Opinion Vincent BrowneTake a line at €180 per week (€9,360 per year) for a single adult and €418.30 per week (€21,752) for a household of two adults and two children. I think most of us would agree that anybody or any household earning incomes of less than those are in dire straits.
Many of us spend €180 on a night in a restaurant from time to time, indeed sometimes far more. For those of us who are well off, we cannot begin to comprehend how a single person would live on €180 per week or a family of two adults and two children could live on €418 per week. This is poverty, however you measure it.
And yet nearly three-quarters of a million people here (720,765) live on these incomes or less. One in every four households lives on such incomes.
The unemployment benefit rate is well below those figures. It is €134 per week for a single adult, and for two adults and two children it is €257.80 a week. How, conceivably, could a family of four live on that? According to the ERSI one in four children in Ireland lives in poverty (as defined above), which amounts to over 250,000 children living in poverty.
There are nearly 400,000 people aged over 65 in Ireland now, of whom 114,000 live alone. More than 44 per cent of elderly people live in poverty, which is hardly surprising given that the old-age pension is €154 a week, and in the case of two elderly people living together, they get €255.80 per week.
What is it about our politics that these issues are not top of the political agenda? How is it that tax cuts - which imply even greater disparities between those on high incomes and those dependent on State allowances - dominate political debate? How is it that no political party has the gumption to insist on fairness first and then but only then tax cuts, if necessary?
On Saturday evening at the RDS Pat Rabbitte, leader of the Labour Party, did his now customary cabaret act to the amusement of his party delegates and some of the television audience. There was the commitment to "work with every ounce of energy, every intellectual resources I can muster" to build a fairer society. But his every ounce of energy and not even his proclaimed intellectual resource could muster a specific commitment to undo the vast injustice there is at the heart of Irish society that consigns such a huge proportion of our people to poverty.
Not far from the RDS there is visible evidence of such poverty. In a report published by Dublin City Council in 2002 (Profile of Households Accommodated by Dublin City Council) it was revealed that nearly two-thirds (62.5 per cent) of all households were in poverty, and these included 16,500 children. More than 70 per cent of women aged over 65 living here were living in poverty.
How could those of us, who get (I almost wrote "earn") high multiples of the incomes allocated to those people, object to increased taxation for the purpose of removing such people from poverty? Isn't there something revolting about a society that rewards some people so spectacularly (and I include myself here for I get close to €200,000 per year in gross pay) and allocate such miserable rewards to so many others? Contrast two groups in Irish society and consider if how we treat each of these is fair.
About 40,000 people here provide unpaid help to ill or disabled people for 43 hours a week or more. These carers are mainly women and, it is estimated, one in 10 women in their 40s and 50s is a full-time unpaid carer. These people survive on social welfare. They save the State hundreds of millions of euros - the Carers' Association claims the figure is €2 billion.

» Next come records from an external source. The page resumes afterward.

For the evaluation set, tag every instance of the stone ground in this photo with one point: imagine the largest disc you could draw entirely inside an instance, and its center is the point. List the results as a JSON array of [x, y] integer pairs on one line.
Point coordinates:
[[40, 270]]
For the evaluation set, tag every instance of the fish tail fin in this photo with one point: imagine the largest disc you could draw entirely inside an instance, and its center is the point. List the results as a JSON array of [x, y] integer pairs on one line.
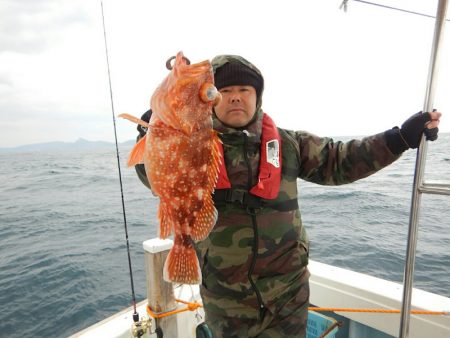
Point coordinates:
[[205, 220], [137, 153], [165, 227], [182, 264]]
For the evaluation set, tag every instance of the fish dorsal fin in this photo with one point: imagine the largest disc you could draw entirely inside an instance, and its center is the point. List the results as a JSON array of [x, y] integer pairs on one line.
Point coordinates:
[[137, 153]]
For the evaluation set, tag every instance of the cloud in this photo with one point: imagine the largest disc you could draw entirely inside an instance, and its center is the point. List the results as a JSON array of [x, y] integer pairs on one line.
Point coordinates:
[[31, 26]]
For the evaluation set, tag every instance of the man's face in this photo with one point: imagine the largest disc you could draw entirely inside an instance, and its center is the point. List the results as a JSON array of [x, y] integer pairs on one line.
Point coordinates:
[[238, 105]]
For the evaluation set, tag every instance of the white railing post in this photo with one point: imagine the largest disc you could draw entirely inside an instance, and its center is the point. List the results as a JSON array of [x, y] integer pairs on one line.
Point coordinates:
[[160, 294]]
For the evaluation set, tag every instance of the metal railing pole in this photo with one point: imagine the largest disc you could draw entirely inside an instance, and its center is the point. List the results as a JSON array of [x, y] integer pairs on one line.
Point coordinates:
[[418, 175]]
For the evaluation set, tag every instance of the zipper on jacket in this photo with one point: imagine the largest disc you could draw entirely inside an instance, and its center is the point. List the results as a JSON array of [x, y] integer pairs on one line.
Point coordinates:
[[252, 214]]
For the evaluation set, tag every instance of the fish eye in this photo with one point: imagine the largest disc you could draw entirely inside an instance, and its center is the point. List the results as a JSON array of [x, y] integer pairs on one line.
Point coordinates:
[[169, 64], [208, 93]]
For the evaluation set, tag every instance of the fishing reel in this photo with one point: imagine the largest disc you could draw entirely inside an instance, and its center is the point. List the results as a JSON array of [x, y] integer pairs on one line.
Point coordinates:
[[141, 327]]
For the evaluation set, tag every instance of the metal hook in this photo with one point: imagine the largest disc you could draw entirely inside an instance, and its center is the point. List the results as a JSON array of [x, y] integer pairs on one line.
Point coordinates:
[[169, 65]]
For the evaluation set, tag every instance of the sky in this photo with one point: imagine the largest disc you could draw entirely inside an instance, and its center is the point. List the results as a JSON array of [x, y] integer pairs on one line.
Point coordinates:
[[330, 72]]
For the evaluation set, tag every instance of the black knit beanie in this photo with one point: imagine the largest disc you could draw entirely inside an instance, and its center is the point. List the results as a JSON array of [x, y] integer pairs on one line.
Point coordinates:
[[236, 73]]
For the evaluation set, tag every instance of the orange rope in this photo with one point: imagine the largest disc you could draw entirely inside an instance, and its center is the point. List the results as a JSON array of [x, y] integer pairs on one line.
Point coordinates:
[[191, 306], [343, 309]]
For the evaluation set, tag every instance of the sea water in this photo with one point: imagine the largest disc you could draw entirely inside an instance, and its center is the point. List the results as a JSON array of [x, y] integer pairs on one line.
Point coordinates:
[[63, 254]]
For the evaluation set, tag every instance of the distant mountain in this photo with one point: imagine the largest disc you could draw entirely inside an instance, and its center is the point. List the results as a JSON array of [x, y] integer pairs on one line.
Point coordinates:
[[80, 144]]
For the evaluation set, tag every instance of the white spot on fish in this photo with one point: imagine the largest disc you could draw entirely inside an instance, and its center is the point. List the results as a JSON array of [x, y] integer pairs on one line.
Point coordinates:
[[200, 194]]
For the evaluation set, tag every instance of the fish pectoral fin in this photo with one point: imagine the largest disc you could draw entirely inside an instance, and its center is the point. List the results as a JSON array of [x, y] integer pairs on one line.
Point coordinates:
[[182, 264], [205, 220], [137, 153], [165, 225], [133, 119]]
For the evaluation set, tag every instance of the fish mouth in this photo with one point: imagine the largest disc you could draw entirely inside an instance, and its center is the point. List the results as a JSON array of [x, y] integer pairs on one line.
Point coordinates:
[[236, 110]]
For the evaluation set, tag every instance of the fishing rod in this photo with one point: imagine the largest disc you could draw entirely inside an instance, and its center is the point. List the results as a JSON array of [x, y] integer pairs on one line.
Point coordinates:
[[345, 4], [139, 327]]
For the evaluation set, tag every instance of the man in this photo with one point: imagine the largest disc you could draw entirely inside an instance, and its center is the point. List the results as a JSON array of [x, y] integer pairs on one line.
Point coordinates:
[[254, 262]]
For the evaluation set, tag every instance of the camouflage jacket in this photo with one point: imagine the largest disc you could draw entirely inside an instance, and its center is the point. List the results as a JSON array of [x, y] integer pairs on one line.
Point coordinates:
[[255, 258]]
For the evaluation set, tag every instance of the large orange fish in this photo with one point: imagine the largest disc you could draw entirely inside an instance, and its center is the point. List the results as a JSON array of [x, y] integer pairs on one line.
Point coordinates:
[[181, 157]]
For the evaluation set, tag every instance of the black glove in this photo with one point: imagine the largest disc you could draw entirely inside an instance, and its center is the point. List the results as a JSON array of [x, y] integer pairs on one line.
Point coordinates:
[[410, 134], [146, 117]]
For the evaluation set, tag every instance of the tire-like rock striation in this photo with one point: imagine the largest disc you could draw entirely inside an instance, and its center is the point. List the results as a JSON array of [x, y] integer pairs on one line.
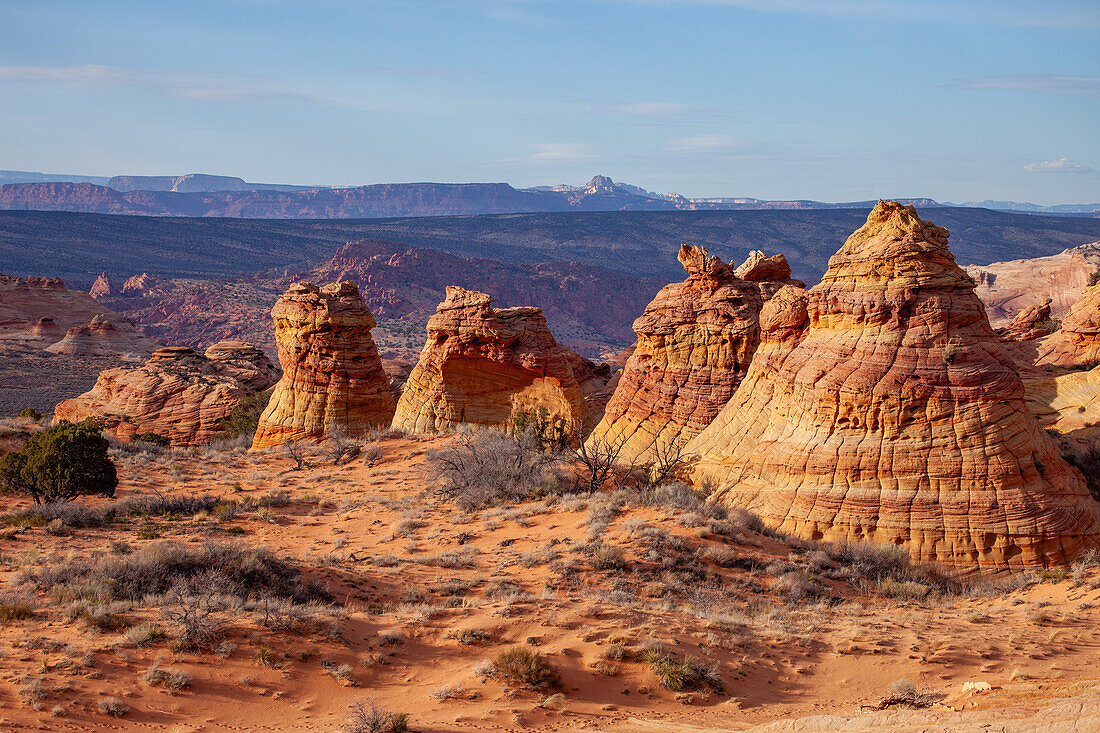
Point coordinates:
[[483, 365], [332, 374], [1077, 342], [894, 415], [694, 345], [177, 393]]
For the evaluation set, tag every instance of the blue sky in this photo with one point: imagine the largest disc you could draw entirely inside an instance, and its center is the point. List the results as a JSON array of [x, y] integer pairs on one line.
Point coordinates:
[[827, 99]]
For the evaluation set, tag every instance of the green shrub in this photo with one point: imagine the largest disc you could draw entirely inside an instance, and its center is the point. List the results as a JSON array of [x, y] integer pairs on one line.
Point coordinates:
[[59, 463], [153, 438]]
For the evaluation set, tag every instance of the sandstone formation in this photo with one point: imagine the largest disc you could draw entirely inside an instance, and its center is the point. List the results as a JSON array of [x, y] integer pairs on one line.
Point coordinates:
[[1029, 323], [1010, 287], [893, 415], [482, 365], [1077, 342], [43, 314], [332, 375], [177, 393], [694, 345]]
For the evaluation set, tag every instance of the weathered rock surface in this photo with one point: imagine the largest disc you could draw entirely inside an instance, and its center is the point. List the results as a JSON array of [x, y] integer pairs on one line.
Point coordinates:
[[895, 416], [1077, 342], [695, 341], [1010, 287], [332, 375], [103, 287], [177, 393], [481, 365]]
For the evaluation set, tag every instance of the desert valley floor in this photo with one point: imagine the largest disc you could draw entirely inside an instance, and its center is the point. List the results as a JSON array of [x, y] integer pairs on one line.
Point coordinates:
[[420, 593]]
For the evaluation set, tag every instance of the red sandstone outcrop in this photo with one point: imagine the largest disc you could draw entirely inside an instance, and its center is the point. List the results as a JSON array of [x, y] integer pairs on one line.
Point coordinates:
[[177, 393], [1077, 342], [695, 342], [332, 375], [894, 415], [482, 365], [1010, 287], [140, 284], [43, 314], [103, 287]]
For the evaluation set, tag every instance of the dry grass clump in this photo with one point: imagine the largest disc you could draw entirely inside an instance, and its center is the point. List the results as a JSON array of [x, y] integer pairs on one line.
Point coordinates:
[[488, 468], [682, 675], [526, 668]]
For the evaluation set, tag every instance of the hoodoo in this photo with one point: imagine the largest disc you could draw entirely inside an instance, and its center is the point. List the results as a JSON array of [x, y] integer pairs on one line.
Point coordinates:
[[695, 341], [177, 393], [332, 374], [483, 365], [889, 412]]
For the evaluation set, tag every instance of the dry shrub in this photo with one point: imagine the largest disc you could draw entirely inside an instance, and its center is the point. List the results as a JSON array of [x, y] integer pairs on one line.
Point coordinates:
[[526, 668], [488, 468]]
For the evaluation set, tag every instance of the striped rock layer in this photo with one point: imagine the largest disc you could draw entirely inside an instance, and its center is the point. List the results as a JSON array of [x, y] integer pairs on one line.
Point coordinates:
[[695, 341], [332, 375], [482, 365], [177, 393], [894, 415]]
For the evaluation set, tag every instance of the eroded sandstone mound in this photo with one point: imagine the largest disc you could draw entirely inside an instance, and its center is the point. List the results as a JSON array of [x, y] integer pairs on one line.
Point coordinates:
[[482, 365], [177, 393], [332, 375], [695, 342], [1010, 287], [893, 415], [1077, 342]]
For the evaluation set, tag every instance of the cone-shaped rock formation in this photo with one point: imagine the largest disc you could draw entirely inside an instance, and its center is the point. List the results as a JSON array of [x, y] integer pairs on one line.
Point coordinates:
[[695, 341], [895, 416], [177, 393], [332, 375], [482, 365]]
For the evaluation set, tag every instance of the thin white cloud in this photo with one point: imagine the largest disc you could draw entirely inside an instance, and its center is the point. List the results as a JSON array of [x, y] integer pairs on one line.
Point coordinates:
[[702, 144], [1086, 86], [1062, 165]]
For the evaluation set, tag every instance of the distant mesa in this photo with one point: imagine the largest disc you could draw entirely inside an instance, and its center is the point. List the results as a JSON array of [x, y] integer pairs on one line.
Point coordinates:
[[694, 345], [332, 374], [883, 408], [484, 365], [176, 393]]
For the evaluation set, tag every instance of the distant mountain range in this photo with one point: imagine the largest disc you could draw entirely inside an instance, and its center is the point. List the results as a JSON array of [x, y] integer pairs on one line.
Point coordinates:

Contrast them with those who figured in the Rich List in the Sunday Times three days ago. This showed that Tony O'Reilly added well over €250 million to his already vast fortune last year. Tony Ryan had a punt on a new airline in the 1980s. It has earned him and his family a fortune worth around €1 billion. He lives, apparently, in Monaco. Bono and his U2 chums are worth €617 million and they escape a sizeable chunk of tax from earnings they make on their music compositions. J.P. McManus has made a €538 million fortune from gambling and he isn't bothered by Irish tax demands for he lives, apparently, in Geneva.
Denis O'Brien is worth €416 million, mainly due to the award of the second mobile phone licence to his company by Michael Lowry in 1995.
Several other Irish fortune-holders added, in total, billions to their riches. In many of these cases, not a single job was created as a consequence of those enrichments. What is it about our social arrangements that it is okay to award already vastly rich people by further fortunes year in year out, make no effort to collect from them even the very modest taxes we extract from others, while we expect thousands and thousands of people to live on allowances of €134 per week?
(I am indebted to the recent report by CORI, Priorities for Fairness, for much of the data above.)